Andy James edited this page Jun 26, 2020 · 3 revisions

You can either run a task or provide an --option.

dotnet do <task>
dotnet do <option>

Task

dotnet do <task>

This is how you will use DotNet Do the majority of the time. In place of <task>, specify the name of the task available at the current directory to run it. For example, to run a task named my-task execute:

dotnet do my-task

To see what tasks are available to you at any time use the --list option.

Options

Help

dotnet do --help dotnet do -h dotnet do -?

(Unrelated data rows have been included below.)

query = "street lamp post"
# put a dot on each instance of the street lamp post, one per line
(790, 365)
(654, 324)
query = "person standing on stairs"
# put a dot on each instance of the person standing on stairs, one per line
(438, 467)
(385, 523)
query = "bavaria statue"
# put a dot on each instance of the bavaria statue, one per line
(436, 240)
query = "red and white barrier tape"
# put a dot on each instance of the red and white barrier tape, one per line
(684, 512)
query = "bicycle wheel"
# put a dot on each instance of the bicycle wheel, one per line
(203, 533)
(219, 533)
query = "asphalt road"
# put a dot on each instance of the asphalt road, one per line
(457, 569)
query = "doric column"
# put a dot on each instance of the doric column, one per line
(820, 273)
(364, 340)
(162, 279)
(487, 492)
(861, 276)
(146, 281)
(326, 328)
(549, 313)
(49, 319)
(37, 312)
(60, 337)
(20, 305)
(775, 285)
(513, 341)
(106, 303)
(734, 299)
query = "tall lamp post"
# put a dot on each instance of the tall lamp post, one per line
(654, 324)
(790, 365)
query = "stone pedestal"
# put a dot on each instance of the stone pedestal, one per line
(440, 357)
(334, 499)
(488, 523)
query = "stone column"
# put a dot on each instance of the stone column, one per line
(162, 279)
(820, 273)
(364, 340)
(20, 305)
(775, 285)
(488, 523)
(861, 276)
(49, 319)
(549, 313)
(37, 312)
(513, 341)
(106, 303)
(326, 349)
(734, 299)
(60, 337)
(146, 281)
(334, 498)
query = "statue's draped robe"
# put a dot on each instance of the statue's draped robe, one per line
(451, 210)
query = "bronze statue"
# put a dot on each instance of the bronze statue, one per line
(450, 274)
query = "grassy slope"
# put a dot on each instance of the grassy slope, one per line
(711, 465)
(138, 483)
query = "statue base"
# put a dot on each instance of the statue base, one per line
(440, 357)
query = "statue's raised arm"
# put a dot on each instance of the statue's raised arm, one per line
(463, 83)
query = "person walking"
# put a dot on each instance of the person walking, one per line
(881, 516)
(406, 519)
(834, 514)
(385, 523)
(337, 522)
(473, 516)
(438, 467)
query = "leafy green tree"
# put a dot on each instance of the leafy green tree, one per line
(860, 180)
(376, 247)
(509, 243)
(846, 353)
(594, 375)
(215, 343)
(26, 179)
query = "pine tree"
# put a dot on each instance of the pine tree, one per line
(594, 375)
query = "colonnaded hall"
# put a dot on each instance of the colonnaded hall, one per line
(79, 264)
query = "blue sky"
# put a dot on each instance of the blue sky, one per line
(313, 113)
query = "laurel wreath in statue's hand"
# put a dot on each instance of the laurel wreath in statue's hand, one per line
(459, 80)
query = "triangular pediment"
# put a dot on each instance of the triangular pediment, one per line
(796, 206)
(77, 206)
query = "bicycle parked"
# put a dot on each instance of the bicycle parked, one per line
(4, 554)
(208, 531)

This will provide you with the semantic version of DotNet Do and a brief on the usage information and CLI options available.

$ dotnet do --help
DotNet Do [the do]
  The DotNet CLI task runner.
  1.3.1.0

Usage:
  dotnet do <task> [<args>...]
  dotnet do <option>

Options:
  --list                List all available tasks
  --create              Create a new dotnet-tasks.yml
  --version             Show version information
  -?, -h, --help        Show help and usage information

List

dotnet do --list

This will provide you with a list of all the tasks available for you to run at the current directory. This lists the tasks name and description, taking into account any task overriding.

$ dotnet do --list
Tasks available from this directory:
  build             Builds the entire application stack.
  run, start        Builds and runs the entire application stack. 

Create

dotnet do --create

This creates a new tasks file (dotnet-tasks.yml) in the current directory - prepopulated with a single sample task named echo that when run prints "Hello World" - you can then use this new tasks file as a template for your own tasks. If a tasks file already exists in this directory this option will fail.

$ dotnet do --create
A new tasks file (dotnet-tasks.yml) has been created. Try it out with `dotnet do echo`.

Version

dotnet do --version

Prints the semantic version of DotNet Do.